On 8/8/01 9:58 AM, Bill Coleman at aa4lr@arrl.net wrote:
>D) 10 turns of coaxial cable on a toroidial core.
These are known as W1JR type baluns. It's not surprising to find them in
the R5 and R7, since Joe designed those antennas.
>Type C and D baluns, however, can expect little or no feedpoint current
>to excite the core. In either case, common-mode currents flowing on the
>sheild are inhibited by the inductive reactance of the core. Differential
>currents flowing on the INSIDE of the sheild should not excite the core
>at all. This would mean that the core only needs to be sized according to
>the expected magnitude of the common-mode currents.
W8JI pointed out to me in a private e-mail that this isn't true.
In the BEST case (all impedances matched and no reactive impedance or
common coax currents), these baluns will see HALF of the antenna terminal
voltage. This is because the choking impedance is shunted across one
antenna terminal and the coax sheild ground.
W8JI also suggested a test that puts twice this best case voltage across
the current balun: Hook up the balun backwards, as a 180-degree phase
shift network. Connect a dummy load to the input, with the sheild
connected to a common ground.. Connect the output terminal that
originates with the coax center conductor to a common ground. Connect the
other output terminal to a signal source fed against the common ground.
A good balun should deliver all the power into the dummy load with very
little loss.
In the worst case of complex feedpoint impedances, mismatched impedances,
and complex currents flowing on the coax sheild -- the actual voltage
across the balun could be MANY TIMES the best case.
>3) The typical rule of thumb for a Type C or D balun is the inductor
>should have at least 10x the reactance of the antenna impedance. (eg 500
>ohms reactance for a 50 ohm feedpoint impedance)
According to a QEX article by Sabin, W0IYH, the 500 ohms is right but my
formula is wrong.

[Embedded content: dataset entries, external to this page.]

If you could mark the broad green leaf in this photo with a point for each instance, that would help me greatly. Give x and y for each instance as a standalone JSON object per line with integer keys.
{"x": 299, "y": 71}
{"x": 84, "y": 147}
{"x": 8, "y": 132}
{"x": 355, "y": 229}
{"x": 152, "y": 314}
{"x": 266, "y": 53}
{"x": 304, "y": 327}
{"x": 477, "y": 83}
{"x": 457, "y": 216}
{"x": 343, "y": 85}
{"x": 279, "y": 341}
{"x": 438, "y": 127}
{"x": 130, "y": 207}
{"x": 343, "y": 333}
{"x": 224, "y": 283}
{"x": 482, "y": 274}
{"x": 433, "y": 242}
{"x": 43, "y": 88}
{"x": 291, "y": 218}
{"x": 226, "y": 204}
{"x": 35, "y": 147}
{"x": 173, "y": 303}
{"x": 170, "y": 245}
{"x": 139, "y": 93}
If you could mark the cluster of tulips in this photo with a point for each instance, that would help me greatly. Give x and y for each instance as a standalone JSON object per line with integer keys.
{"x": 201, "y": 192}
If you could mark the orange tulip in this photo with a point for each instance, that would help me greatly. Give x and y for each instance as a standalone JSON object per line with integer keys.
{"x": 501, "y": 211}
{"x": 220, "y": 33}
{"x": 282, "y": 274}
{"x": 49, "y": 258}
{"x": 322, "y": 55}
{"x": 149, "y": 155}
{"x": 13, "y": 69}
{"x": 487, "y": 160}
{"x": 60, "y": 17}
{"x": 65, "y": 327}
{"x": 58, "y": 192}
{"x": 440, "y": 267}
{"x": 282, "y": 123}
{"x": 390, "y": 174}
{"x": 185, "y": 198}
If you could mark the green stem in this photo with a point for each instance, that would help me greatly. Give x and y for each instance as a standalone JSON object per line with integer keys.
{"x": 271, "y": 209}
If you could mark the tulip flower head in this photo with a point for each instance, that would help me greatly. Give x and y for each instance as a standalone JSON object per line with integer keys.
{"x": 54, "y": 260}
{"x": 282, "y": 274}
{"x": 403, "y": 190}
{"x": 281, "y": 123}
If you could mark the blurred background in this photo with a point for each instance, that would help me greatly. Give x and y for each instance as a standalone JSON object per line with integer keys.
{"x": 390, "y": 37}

Sabin suggests at least 4 times the sum of the input
impedance, output impedance and the maximum offset impedance of the
output to ground (typically half the output impedance).
For a 1:1 balun for 50 ohms, that's 4 * ( 50 + 50 + 50/2 ) or 500 ohms.
>While it is easy enough
>to compute the reactance of a wire through a bead, or a few turns on a
>core, how does one compute the net capacitance of the windings in a Type
>D balun? How can we predict the series-resonant frequency?
I've asked several EE types this question locally. Unfortunately, the
only useful answer I've gotten is: "Build one and measure it."
>4) For Type C or D, how does one select the material and size of the
>core? Naturally the material depends on the desired reactance, but also
>on the amount of current exciting the core. Core size is also predicated
>on practical considerations (eg how tightly can we wind coax), but also
>on the magnitude of the current. How do we predict or estimate that
>current?
W8JI answered this. We can predict the current by estimating the voltage
across the balun. We know it will be at least HALF the antenna voltage,
in the BEST case. At a minimum, it ought to handle the entire antenna
voltage (W8JI's test case). A more practical balun should handle a
variety of mismatches, and the voltage would be substantially higher -- 2
to 4 times the antenna voltage is probably a better design rule.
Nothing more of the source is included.